The Rust programming language regulates memory manipulation by the programmer. It targets a sweet spot between eliminating the potential for memory corruption and retaining the usability of the language. A key concept is that of ownership: each piece of heap-allocated memory is managed by exactly one variable, whose lifetime determines the validity of that memory. Rust’s memory safety guarantees make automated garbage collection unnecessary, paving the way for safe and efficient systems programming of the future. The question remains how to deal with legacy C++ code in active use. Manually rewriting all such code into Rust is not practical.
To address this apparent impasse, GrammaTech is developing an open-source tool called CRAM for the semi-automated migration of C++ code bases into Rust. The goal is to generate Rust code that is not only functionally equivalent to the C++ source, but also human-readable and in fact Rust-idiomatic, enabling further development by human programmers. This combination of goals makes language migration a particularly hard problem. To ensure feasibility, we assume well-designed C++ code as input, where form reflects—not disguises—intent. We solicit assistance from the user in cases where the extraction of intent from the C++ code is ambiguous. Finally, we are developing methods to assure the programmer of the correctness of the migration, ranging from migrated test cases to automated equivalence proofs for code fragments.

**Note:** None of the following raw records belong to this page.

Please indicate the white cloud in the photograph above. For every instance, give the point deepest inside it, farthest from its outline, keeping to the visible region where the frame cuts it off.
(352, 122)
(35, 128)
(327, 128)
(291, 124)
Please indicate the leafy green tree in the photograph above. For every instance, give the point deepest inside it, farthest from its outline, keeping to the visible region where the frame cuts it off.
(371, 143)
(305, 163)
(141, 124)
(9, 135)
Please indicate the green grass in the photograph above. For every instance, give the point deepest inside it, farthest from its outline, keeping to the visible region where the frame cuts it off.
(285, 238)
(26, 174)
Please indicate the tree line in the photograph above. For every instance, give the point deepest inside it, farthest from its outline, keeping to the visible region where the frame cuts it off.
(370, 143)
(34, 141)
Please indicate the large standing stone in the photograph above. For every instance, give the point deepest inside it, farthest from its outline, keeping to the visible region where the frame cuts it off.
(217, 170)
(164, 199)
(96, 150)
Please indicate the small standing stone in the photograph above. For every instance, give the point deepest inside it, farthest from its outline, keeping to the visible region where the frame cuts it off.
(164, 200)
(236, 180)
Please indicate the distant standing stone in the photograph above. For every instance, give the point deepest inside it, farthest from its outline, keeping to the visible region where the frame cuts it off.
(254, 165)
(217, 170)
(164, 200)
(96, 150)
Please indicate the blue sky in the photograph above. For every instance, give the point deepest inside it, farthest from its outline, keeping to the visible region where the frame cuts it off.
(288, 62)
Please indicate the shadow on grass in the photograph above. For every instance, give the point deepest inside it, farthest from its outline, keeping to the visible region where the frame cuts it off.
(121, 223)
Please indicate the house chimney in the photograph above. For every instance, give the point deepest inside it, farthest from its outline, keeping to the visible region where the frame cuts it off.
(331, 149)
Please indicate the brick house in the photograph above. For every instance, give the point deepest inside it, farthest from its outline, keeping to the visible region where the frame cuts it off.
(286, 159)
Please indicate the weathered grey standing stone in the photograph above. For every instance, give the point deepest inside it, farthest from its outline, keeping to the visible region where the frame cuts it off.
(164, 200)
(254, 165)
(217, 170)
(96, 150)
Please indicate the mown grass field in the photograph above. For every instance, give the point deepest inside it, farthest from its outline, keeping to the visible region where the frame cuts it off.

CRAM divides the migration process into two stages. The first stage remains entirely in C++ and refactors the code so as to enforce Rust’s memory usage rules in C++. For example, CRAM breaks up nests of mutable (non-const) aliases to the same memory location in C++, preparing the code for migration into a language where such nests are forbidden. These refactorings implement our vision that, while C++ does not enforce safe programming, it does not prohibit it either. Experienced C++ programmers will avoid reference nests. Rust elevates this recommendation to a rule, which we now enforce on the C++ side. Pre-migration code refactoring has significant additional advantages:
During the second stage, migration libraries developed as part of the CRAM project map formal descriptions of programmer intent lifted from C++ code segments to human-readable, idiomatic Rust code. We envision a programmatic but language-agnostic notion of intent. For example, CRAM recognizes loops iterating over data containers, how many iterators they use, whether they iterate forward or backward, etc. Such intent representations can easily be retargeted idiomatically to a language like Rust.
CRAM currently handles a subset of (well-designed) C++, in a largely automated fashion. In experiments, both the refactorings of the C++ code and the migration into Rust have resulted in efficiency improvements of the code. Notably, one Rust program obtained via manual migration by an expert exhibited about the same performance as the CRAM-generated Rust program, although the two programs were rather different.
Thomas Wahl is a Principal Researcher at GrammaTech, Inc., which he joined in 2021, after a long career in academia. Thomas served as a faculty member at Northeastern University in Boston from 2011. He moved to Boston from Oxford/UK, where he worked as a Research Officer in the Computing Laboratory (now Department of Computer Science). Prior to Oxford, Thomas held a postdoctoral position at the Swiss Federal Institute of Technology (ETH) in Zurich. He obtained a PhD degree in Computer Science from the University of Texas at Austin in 2007.
Thomas' interests are in the automated analysis of software, especially using mathematically rigorous model-theoretic or proof-theoretic techniques (AKA Formal Methods), in order to identify critical program errors or vulnerabilities.
This material is based upon work supported by the Defense Advanced Research Projects Agency (DARPA) under Contract No. HR0011-22-C0025. The views, opinions, and/or findings expressed in this document are those of the author and should not be interpreted as representing the official views or policies of the Department of Defense or the U.S. Government.
DISTRIBUTION STATEMENT A. Approved for Public Release. Distribution Unlimited.